Search code examples
rspatialr-sf

compute mean of selected columns in a list of sf objects and store the values in a data frame


Let's say I have a list of sf objects, and I would like to compute the mean of selected columns. Afterwards, I would like to store these values in separate columns in a new data frame. The sample data can downloaded from here. Below is what I have done so far. How can this be fixed?

 # Now make a list of two sample shapefiles "a" and "b"
myfiles = list.files(path = "~",
                     pattern=".shp$", full.names = TRUE)
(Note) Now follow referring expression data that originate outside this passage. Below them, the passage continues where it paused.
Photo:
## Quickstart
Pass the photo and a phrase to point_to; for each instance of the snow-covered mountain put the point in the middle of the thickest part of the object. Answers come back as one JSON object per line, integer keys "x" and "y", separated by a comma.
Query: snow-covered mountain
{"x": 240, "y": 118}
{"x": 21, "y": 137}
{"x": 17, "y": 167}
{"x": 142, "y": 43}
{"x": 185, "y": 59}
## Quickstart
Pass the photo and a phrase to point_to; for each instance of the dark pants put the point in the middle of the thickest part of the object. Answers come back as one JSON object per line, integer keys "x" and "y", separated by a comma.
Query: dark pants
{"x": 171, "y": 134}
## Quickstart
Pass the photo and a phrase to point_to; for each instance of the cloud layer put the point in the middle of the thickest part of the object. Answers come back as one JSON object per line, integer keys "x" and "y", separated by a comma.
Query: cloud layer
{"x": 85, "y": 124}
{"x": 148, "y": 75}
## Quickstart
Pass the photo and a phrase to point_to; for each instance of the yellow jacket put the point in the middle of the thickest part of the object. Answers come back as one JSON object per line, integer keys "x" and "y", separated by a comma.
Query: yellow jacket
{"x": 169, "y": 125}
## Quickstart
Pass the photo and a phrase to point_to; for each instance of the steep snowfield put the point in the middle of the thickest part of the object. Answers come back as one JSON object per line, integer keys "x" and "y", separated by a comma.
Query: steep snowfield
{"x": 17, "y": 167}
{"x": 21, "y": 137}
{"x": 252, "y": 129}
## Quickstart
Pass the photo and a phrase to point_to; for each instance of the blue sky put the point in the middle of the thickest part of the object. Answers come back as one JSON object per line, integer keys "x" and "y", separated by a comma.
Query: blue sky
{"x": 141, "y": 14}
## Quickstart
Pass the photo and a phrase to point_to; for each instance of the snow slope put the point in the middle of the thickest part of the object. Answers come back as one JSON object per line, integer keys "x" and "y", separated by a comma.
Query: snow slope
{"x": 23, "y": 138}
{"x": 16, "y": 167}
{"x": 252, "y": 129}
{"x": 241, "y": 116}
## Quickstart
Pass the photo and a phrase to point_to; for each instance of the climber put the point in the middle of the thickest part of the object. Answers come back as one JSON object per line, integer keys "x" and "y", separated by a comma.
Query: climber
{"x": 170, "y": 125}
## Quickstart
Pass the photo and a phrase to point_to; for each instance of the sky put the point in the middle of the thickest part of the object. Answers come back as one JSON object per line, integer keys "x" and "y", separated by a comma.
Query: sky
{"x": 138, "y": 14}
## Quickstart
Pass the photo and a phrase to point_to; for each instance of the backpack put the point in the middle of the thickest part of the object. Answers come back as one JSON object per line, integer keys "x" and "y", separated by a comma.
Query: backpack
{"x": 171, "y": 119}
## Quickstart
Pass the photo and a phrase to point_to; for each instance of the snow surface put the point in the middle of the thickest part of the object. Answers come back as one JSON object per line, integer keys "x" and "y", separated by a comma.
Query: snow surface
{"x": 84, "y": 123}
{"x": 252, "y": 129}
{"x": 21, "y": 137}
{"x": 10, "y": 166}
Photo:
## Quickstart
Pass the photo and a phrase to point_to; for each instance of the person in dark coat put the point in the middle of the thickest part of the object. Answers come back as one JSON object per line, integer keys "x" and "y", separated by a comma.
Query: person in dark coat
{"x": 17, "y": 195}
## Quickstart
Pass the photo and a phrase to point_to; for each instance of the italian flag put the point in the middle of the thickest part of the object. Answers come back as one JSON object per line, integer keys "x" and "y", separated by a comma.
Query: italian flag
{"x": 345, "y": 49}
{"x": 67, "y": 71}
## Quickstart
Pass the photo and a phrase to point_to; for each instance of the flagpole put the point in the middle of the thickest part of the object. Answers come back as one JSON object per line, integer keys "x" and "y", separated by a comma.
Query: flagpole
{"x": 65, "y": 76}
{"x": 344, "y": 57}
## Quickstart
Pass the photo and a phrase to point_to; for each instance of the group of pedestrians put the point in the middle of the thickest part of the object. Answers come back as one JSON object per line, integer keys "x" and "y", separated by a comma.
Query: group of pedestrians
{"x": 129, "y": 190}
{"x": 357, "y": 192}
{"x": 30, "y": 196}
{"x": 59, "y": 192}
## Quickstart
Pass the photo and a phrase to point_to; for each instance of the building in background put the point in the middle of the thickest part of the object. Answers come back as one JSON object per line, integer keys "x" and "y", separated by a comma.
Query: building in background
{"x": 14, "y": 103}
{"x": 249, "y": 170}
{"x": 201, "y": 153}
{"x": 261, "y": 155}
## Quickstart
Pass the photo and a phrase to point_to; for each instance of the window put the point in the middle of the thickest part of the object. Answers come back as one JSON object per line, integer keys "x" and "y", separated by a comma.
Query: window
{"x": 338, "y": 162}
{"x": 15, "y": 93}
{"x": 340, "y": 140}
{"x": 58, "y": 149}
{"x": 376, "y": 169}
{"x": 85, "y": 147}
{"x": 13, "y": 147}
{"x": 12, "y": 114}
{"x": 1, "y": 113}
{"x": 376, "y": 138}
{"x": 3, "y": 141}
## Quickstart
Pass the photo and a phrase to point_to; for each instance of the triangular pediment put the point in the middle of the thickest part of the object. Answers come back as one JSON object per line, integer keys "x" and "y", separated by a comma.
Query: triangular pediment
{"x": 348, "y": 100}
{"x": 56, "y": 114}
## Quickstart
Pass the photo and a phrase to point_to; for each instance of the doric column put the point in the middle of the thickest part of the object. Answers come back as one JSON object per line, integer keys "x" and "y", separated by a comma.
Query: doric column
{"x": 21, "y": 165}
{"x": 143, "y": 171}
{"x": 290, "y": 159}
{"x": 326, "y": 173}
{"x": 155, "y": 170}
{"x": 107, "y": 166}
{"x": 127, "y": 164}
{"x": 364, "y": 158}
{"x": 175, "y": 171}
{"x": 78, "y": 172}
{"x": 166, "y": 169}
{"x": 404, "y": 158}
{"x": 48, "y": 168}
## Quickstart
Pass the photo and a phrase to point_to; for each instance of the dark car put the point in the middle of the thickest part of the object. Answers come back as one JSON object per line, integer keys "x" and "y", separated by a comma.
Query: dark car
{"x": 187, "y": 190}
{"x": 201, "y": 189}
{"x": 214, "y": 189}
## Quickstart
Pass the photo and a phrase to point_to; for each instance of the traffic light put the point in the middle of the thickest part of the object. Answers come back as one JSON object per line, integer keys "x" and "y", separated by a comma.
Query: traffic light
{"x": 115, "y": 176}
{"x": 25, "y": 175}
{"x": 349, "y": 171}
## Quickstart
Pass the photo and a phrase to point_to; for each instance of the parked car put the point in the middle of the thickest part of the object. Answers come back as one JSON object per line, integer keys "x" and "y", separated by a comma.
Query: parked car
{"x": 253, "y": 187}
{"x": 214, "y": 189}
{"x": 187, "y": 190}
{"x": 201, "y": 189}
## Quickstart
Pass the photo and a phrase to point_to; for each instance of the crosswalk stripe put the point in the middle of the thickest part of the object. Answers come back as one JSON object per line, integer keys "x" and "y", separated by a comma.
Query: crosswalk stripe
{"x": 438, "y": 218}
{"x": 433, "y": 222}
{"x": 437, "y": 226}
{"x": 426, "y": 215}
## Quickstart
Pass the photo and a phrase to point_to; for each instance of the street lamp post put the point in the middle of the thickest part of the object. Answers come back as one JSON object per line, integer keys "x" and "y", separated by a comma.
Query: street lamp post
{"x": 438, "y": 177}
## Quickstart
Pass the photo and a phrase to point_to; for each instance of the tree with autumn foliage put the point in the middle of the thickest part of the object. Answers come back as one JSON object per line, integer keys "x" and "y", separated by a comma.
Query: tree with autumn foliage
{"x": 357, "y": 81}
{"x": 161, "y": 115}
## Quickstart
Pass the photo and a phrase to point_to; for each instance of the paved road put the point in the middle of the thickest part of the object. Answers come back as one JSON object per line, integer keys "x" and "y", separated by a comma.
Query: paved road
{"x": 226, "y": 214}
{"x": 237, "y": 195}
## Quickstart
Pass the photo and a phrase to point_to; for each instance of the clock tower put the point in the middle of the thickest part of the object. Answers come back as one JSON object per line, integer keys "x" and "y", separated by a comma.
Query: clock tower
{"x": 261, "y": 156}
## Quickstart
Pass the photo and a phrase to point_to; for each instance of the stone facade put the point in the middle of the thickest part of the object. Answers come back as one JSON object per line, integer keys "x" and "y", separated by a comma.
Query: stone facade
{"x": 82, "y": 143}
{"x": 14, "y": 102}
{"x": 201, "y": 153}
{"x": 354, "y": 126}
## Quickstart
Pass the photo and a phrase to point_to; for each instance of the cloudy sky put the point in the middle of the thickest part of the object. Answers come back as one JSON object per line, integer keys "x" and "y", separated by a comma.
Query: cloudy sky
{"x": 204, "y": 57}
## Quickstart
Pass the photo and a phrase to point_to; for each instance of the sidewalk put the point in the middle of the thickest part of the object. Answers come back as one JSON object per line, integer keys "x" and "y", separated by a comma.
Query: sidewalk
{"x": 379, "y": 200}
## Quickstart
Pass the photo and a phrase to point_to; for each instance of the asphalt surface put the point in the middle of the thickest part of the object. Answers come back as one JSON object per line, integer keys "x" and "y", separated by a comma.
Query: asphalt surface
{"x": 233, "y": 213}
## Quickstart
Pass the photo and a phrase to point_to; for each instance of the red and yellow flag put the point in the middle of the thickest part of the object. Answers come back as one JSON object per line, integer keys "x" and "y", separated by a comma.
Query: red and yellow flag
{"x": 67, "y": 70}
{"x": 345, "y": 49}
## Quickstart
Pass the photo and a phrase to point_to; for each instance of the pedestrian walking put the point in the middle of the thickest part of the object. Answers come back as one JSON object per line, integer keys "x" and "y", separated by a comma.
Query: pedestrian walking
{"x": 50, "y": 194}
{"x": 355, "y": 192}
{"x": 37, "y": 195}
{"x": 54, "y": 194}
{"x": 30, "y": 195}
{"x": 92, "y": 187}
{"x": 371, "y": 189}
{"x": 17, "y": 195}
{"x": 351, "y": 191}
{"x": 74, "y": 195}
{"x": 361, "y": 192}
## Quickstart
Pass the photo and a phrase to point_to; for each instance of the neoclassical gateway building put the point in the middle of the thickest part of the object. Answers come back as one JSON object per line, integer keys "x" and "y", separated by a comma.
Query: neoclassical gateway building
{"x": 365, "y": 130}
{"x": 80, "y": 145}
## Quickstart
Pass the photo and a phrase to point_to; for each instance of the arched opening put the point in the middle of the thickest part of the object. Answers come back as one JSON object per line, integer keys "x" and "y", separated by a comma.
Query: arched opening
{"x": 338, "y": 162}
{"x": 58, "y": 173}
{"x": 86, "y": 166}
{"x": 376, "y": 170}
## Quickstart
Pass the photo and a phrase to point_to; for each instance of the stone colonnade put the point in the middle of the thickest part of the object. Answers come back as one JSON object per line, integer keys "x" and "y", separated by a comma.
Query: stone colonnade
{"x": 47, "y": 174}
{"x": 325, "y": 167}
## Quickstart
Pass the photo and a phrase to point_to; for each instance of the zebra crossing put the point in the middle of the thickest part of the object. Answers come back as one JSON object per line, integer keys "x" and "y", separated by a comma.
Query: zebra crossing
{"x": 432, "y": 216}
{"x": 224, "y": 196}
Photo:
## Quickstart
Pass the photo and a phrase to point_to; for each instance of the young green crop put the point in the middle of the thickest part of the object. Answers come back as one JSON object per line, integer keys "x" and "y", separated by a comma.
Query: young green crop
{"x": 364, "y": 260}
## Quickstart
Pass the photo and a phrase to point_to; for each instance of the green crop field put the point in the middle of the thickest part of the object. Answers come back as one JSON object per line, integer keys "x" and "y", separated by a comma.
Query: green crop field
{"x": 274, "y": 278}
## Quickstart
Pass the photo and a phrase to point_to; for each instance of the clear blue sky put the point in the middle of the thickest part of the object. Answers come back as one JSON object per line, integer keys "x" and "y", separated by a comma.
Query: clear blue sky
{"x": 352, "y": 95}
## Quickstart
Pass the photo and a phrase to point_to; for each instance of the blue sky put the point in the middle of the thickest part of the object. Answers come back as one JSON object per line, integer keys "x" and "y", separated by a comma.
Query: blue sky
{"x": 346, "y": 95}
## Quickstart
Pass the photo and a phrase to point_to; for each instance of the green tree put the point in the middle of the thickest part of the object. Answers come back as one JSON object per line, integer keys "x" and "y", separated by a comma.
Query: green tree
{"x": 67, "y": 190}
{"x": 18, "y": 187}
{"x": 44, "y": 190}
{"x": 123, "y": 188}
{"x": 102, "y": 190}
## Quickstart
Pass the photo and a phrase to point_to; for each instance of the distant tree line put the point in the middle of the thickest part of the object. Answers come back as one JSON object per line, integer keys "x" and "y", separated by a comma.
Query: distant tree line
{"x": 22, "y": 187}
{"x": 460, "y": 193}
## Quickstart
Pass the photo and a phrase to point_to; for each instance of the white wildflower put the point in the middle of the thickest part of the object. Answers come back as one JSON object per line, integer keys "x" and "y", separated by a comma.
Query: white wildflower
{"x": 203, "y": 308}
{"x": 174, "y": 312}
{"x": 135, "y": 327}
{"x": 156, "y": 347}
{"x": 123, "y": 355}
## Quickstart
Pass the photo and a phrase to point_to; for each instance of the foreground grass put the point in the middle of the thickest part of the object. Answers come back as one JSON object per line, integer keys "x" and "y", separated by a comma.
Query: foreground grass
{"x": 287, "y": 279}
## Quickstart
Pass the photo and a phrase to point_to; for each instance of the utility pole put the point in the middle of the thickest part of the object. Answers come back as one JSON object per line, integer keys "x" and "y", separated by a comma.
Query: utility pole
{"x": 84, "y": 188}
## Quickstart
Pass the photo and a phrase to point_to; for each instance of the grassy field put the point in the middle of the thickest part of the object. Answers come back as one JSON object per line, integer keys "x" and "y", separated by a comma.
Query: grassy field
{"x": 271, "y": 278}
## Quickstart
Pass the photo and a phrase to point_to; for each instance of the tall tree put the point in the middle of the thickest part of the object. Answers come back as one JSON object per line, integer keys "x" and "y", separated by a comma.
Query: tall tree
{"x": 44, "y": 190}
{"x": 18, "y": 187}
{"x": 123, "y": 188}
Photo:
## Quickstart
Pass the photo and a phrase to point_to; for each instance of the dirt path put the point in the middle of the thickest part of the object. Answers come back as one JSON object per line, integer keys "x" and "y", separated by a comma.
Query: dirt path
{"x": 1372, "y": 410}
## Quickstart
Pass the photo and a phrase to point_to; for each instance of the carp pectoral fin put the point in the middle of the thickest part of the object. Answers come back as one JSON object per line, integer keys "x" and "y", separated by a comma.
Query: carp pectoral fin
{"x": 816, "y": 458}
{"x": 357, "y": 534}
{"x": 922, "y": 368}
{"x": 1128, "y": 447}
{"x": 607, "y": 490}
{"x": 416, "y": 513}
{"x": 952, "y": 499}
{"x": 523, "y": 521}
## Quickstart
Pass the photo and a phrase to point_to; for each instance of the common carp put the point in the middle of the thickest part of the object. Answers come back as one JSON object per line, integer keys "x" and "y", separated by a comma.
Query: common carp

# Read each shapefile and return a list of sf objects
listOfShp = lapply(myfiles, st_read)
 
# First make an empty df
time.series = data.frame()
# Start a loop
for (i in listOfShp){
  time.series$Mean.Z = data.frame(mean(i$z)) 
  time.series$Intensity.mean = data.frame(mean(i$V4))
}


Error in `$<-.data.frame`(`*tmp*`, "Mean.Z", value = list(mean.i.z. = -4.19655105979791)) : 
  replacement has 1 row, data has 0

Solution

  • It looks like you are trying to assign a data frame to be an entry instead of a value. What you probably want is something like this:

    time.series <-
      listOfShp %>%
      purrr::map_df(
        function(df_) {
          data.frame(
            Mean.Z = mean(df_$z),
            Intensity.mean = mean(df_$V4)
          )
        }
      )
    

    This solution iterates over the listOfShp. For each shapefile dataframe in the list, it applies the function which creates a dataframe with two columns. After it as created a dataframe for each element in the list, it binds them together into a single dataframe.

    An even more elegant solution that carries along the file names might be:

    
    # Function that takes as an input a file name and outputs some facts about the
    # dataframe:
    describe_shapefile <- function(shp_path) {
      sf_df <- st_read(shp_path) %>%
        st_set_geometry(NULL)
      mean_z = mean(sf_df$z)
      int_mean = mean(sf_df$V4)
      data.frame(
        filename = shp_path,
        Mean.Z = mean_z,
        Intensity.mean = int_mean
      )
    }
    
    # Apply the function to each file in the list
    myfiles %>%
      purrr::map_df(describe_shapefile)